Another week, another roast. This week I was quite looking forward to the random number generator’s choice, however I called in the morning to book a table – and it was fully booked. I guess it must be good.
I span again and was chosen a place in Warfield – the Plough And Harrow. I called and booked a table for one – he laughed when I said for one. Is it that weird to eat in a pub by oneself?
The pub is a short walk north of Bracknell, just off Osborne Lane – assumedly renamed in celebration of our great chancellor – who by the way, will not be the next Conservative leader. Not a chance.
Anyway, back to Roast Dinners Around Bracknell.

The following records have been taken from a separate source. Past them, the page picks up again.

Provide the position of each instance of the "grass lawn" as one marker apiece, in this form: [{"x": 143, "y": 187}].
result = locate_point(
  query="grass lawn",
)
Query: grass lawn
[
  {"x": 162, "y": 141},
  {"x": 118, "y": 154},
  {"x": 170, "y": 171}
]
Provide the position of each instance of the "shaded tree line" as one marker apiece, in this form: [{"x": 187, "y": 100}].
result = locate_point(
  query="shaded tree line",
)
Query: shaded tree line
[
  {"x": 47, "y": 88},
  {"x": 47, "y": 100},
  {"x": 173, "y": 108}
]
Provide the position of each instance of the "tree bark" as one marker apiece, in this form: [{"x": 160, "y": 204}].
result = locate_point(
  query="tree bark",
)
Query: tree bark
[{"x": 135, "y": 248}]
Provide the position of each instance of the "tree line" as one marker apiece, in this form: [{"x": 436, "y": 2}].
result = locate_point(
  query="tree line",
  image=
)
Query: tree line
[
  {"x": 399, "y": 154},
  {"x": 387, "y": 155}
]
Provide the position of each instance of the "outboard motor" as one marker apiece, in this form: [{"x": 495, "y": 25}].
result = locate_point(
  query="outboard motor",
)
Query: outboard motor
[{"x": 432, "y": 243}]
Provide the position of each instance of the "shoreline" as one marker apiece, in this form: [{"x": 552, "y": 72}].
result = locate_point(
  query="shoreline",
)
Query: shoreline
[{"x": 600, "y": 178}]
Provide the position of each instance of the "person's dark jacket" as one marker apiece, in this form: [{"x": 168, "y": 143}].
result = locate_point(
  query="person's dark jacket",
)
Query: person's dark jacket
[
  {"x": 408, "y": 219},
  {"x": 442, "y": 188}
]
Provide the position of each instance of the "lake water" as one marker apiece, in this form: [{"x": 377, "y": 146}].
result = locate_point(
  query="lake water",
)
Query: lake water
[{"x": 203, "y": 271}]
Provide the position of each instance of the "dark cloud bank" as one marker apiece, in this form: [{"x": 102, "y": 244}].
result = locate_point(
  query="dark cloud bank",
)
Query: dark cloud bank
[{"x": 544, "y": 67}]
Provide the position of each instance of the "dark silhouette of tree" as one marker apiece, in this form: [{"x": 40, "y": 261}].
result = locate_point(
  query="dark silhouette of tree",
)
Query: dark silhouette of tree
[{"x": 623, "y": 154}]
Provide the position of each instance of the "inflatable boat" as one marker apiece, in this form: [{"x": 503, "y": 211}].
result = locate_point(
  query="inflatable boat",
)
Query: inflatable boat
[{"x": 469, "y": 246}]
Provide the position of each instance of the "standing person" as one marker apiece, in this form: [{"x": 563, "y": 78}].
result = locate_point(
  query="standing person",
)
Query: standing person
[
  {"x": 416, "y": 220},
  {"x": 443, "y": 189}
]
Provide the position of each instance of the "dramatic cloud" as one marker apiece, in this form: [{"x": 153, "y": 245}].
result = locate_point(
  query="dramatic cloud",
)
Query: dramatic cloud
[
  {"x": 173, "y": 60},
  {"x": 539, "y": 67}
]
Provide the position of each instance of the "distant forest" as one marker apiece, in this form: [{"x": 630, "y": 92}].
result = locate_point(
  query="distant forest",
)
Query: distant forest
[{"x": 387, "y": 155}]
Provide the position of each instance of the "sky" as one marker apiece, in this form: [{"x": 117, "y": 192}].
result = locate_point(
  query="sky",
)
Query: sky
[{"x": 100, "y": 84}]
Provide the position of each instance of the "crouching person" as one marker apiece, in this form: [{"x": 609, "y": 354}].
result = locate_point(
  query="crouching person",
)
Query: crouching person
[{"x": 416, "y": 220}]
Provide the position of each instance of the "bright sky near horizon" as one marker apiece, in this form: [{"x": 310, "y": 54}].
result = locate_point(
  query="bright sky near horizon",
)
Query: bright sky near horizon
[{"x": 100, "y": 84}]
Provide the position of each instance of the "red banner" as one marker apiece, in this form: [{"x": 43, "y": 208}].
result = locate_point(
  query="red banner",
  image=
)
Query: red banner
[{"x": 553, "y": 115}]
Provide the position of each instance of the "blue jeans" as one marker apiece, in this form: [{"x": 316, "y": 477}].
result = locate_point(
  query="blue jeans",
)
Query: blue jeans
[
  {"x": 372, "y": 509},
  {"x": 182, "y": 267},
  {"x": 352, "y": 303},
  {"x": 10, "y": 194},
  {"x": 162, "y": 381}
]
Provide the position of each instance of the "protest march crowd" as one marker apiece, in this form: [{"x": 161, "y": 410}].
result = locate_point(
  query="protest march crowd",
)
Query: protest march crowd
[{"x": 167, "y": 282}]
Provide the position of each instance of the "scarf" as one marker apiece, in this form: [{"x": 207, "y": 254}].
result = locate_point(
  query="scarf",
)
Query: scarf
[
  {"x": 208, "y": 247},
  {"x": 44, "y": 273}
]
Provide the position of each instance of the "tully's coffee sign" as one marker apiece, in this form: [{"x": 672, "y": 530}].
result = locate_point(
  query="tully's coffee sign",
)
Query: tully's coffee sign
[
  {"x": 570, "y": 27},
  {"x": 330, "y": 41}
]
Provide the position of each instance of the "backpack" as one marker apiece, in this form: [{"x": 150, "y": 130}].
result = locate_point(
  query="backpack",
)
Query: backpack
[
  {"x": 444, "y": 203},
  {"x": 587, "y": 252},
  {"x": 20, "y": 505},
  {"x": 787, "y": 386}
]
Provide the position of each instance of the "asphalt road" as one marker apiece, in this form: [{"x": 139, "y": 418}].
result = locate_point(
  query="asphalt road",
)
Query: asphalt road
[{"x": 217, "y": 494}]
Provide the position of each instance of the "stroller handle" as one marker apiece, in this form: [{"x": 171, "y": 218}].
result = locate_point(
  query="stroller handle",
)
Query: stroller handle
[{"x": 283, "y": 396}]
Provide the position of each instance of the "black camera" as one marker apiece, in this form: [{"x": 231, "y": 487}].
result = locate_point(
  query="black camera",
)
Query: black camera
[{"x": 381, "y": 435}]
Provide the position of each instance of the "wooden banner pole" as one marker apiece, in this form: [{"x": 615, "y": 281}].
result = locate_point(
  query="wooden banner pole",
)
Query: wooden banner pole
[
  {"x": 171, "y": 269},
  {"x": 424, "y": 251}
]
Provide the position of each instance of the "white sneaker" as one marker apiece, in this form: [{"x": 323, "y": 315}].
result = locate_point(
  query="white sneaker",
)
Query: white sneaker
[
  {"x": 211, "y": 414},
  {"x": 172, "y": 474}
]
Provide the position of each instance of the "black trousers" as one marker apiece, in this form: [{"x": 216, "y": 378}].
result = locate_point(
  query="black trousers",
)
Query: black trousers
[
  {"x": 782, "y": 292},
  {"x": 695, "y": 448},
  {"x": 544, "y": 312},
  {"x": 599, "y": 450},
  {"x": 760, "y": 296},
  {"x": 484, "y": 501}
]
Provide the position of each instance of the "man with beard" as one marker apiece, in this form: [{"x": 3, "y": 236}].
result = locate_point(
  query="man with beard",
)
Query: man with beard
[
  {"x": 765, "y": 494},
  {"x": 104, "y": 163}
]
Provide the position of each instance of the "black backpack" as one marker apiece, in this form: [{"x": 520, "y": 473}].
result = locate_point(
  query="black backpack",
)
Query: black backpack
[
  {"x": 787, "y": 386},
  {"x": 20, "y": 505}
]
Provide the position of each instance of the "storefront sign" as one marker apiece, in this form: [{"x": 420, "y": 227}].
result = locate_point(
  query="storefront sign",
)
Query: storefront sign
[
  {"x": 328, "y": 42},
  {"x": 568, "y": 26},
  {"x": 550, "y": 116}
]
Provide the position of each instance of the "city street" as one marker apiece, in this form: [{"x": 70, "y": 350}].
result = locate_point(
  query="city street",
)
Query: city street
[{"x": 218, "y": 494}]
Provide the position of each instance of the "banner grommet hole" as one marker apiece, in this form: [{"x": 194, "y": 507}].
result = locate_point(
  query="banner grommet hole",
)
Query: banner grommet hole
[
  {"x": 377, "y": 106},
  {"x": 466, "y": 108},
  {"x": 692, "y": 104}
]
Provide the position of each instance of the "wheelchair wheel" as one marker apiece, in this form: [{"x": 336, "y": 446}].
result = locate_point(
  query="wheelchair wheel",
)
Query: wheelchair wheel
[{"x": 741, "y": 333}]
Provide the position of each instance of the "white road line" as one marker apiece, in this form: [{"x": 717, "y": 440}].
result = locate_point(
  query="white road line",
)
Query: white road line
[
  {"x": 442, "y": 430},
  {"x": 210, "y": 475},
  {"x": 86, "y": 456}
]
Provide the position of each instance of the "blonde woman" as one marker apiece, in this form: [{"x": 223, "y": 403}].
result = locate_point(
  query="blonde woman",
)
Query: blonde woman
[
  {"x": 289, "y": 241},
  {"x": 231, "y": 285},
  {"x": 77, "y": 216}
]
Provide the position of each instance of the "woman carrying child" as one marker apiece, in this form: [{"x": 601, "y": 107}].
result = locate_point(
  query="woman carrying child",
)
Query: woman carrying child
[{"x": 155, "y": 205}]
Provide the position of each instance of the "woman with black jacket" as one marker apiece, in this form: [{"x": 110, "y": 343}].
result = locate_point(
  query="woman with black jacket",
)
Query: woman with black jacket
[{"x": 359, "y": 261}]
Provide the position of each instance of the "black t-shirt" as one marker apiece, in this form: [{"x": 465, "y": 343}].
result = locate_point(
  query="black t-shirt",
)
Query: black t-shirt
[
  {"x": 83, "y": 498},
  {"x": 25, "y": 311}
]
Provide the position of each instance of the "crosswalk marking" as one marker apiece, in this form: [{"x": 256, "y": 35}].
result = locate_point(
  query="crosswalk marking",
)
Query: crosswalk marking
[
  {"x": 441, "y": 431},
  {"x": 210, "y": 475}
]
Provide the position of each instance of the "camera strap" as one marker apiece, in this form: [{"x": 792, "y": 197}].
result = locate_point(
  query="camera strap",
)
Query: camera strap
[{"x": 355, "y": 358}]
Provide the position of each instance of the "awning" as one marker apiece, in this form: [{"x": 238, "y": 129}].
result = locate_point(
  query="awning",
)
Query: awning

Talking about doing weird things in a pub, I ordered a J2O. I am on detox until early March – no booze, no caffeine, no bacon – not even any crack cocaine. It does feel quite weird sitting in a pub by oneself drinking a non-alcoholic drink. It wasn’t helped by the drink being warm either – until I had the brilliant idea of asking for some ice. Genius.
Nearly as brilliant an idea as offering the chance to go on a date with me on Valentine’s Day. I have about as many applications as I expected so far – there is definitely room for more. If you need a reminder of the application criteria – check last week’s review.
After a short wait at an unoccupied bar, the assumed landlady warmly greeted me, offered me a choice of pork or beef, darling – it had to be the beef given how often I’ve had pork of late, darling. Yes, everything was darling, darling. I do like the warmth of darling. I’m guessing the meal was around £12.50 but I forgot to check the price, darling.
The pub itself, darling, was quite small and cosy, though with annoyingly light blue pastel walls. It looked a tad naff in places – the toilets reminding me of an old football ground toilets, but nothing was amiss – although why I used a pub toilet on detox is another matter – I guess I could have snorted some gravy powder. Darling.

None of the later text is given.